I like setting a practical latency budget per turn and breaking it down by stage:

STT latency
orchestration latency
tool call latency
TTS startup time
time to first audio byte
total turn completion time

Once you have per-stage timings, optimization decisions become much clearer.

Interruption should be supported as a first-class control flow:

client sends interrupt event immediately
current TTS stream is cancelled
orchestrator marks the prior response as interrupted
next turn continues from a clean state

Without explicit cancellation semantics, the system often continues generating text in the background and then leaks stale context into the next turn.

That is one of the fastest ways to make a voice assistant feel broken.

Retries and idempotency

Retries are inevitable with external STT, LLM, and TTS providers.

The critical point is making retries safe.

I like attaching idempotency keys to orchestration turns and tool executions, then persisting turn state transitions:

received
processing
completed
failed
cancelled

If a timeout occurs and the client retries, the backend can return an existing result or resume from a known step instead of replaying side effects.

This matters a lot when tool calls trigger real actions, such as booking, messaging, account changes, database writes, or payment-related workflows.

A voice system should feel conversational, but the backend still needs to behave like a reliable distributed system.

Observability that actually helps

For voice systems, aggregate uptime is not enough.

I care about metrics that explain the actual user experience:

end-to-end turn latency percentiles
time to first transcript token
time to final transcript
time to first audio byte from TTS
interrupt rate per session
provider error codes by stage
reconnect frequency
average recovery time
cancelled turn count
failed orchestration count

I also like structured logs keyed by session ID and turn ID, so a problematic interaction can be reconstructed quickly.

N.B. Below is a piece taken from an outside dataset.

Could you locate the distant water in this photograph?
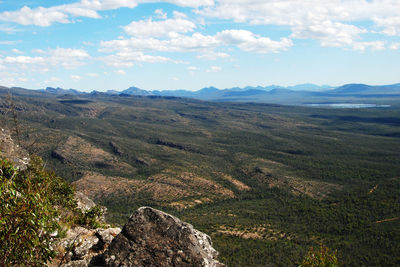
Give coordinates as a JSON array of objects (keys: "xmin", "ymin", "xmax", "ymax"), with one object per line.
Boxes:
[{"xmin": 305, "ymin": 103, "xmax": 390, "ymax": 108}]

You do not always need to store raw audio to debug effectively. In many cases, replaying timeline events is enough, and it is much safer from a privacy perspective.

Deployment and scaling notes

On deployment, I treat the voice path as a latency-sensitive service tier.

Keep orchestration workers close to your media region where possible, and avoid unnecessary synchronous hops.

FastAPI services running behind autoscaling can work well, but cold starts and noisy neighbours still matter for interactive voice.

I usually separate concerns into at least two deployables:

API/session control
orchestration workers

That gives you flexibility to scale orchestration independently when usage spikes.

If you rely on Kubernetes, readiness checks should validate downstream dependency health rather than only process liveness.

For a normal API, a process being alive may be enough to accept traffic. For real-time voice, a process that cannot reach STT, TTS, or the orchestration layer is not actually ready.